Nothing was more frustrating than the ones that I missed miserably

🙁 I always wanted to take Sharmila and Nikita for a couple of boat rides in local lakes this summer. Never got even one of them done.

🙁 I tried my best to see how to be a teacher in a high school or an university. I was even willing to do it for free. In spite of my best intentions and a lot of effort, I came to the conclusion that the bureaucracy of the process to do so was so high that I will never be able to get myself there.

🙁 And then there were the life changing events of my dad having a brain stroke and losing his right side of the body and then fighting back to get most of it back. Only to see my very healthy father in law who I was close to move on from this world.

Something good from my failures did come at the end though…

I was very frustrated that I could not get myself in a position to teach high school kids. I wanted to teach Math and Physics.

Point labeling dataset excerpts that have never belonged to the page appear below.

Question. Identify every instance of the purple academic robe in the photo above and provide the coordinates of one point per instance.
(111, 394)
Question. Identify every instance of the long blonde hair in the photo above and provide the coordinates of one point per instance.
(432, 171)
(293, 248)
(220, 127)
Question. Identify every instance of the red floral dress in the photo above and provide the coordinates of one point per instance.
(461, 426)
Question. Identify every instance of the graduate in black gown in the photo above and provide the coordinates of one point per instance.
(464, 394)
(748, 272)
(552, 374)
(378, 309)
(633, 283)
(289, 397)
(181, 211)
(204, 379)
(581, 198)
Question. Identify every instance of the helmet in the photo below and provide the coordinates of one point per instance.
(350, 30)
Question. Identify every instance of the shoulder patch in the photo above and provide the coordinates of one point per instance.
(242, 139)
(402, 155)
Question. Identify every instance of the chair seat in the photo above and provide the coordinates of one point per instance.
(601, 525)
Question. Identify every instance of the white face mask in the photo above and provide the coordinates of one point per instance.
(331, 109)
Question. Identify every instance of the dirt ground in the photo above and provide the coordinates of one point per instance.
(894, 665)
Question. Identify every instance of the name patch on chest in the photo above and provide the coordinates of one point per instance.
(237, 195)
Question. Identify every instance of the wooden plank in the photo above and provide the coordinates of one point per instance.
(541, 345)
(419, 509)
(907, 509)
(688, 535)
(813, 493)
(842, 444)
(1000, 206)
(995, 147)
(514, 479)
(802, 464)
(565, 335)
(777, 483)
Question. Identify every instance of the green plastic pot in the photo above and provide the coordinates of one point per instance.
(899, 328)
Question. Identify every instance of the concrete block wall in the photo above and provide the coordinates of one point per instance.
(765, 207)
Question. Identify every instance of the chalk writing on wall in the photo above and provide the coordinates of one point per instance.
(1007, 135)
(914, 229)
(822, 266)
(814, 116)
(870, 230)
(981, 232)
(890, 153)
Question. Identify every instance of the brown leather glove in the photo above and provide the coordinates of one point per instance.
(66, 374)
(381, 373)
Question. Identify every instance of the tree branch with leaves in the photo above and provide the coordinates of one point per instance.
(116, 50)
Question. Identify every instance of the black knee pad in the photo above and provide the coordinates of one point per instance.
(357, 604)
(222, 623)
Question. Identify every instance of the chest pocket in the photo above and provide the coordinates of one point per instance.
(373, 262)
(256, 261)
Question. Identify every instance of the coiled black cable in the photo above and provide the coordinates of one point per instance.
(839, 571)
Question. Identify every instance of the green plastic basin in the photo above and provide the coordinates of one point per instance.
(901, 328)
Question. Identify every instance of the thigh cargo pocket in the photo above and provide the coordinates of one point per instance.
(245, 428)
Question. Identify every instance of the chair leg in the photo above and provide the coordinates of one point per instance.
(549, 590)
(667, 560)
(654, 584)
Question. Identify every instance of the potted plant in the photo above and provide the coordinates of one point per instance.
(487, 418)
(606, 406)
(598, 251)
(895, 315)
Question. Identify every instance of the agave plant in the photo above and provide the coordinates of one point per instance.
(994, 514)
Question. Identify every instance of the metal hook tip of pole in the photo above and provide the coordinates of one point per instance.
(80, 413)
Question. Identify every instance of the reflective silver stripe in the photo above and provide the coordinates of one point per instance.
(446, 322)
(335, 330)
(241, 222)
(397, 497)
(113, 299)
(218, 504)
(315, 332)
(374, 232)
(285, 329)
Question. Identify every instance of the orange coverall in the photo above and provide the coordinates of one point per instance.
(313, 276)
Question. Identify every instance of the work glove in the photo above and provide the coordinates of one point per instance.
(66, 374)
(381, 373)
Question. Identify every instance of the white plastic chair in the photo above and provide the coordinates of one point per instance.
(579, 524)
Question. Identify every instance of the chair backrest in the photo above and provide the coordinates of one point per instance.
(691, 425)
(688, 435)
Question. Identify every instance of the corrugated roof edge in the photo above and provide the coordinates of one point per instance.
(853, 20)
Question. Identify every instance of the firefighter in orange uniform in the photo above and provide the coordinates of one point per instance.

But I have been able to take that failure and pivot it to the next best thing. I will now be able to combine my wanting to help K-12 kids in school and a little professional ability to run businesses as I move to my next career move. I will join my new set of team mates who are focused not only helping the common student but also in identifying the specially talented ones as well as the ones who have special needs so that every one can have the best education and life for themselves.

Further, my new team mates are focusing on helping detect early signs of dementia, Alzheimer’s and other mental degeneration … you know like the ones I was spending my hospice hours with.

The year off could not have gotten any better!

The year off could not have ended any better either!!

Please accept my sincere gratitude to all of you who have spent time with me in the last year or encouraged me in my journey in large and small ways (you will be surprised how small things like encouraging comments in Facebook or my blog mean a big thing to me when I read them later).

And wish me luck as I start another new chapter in life with another incredible team.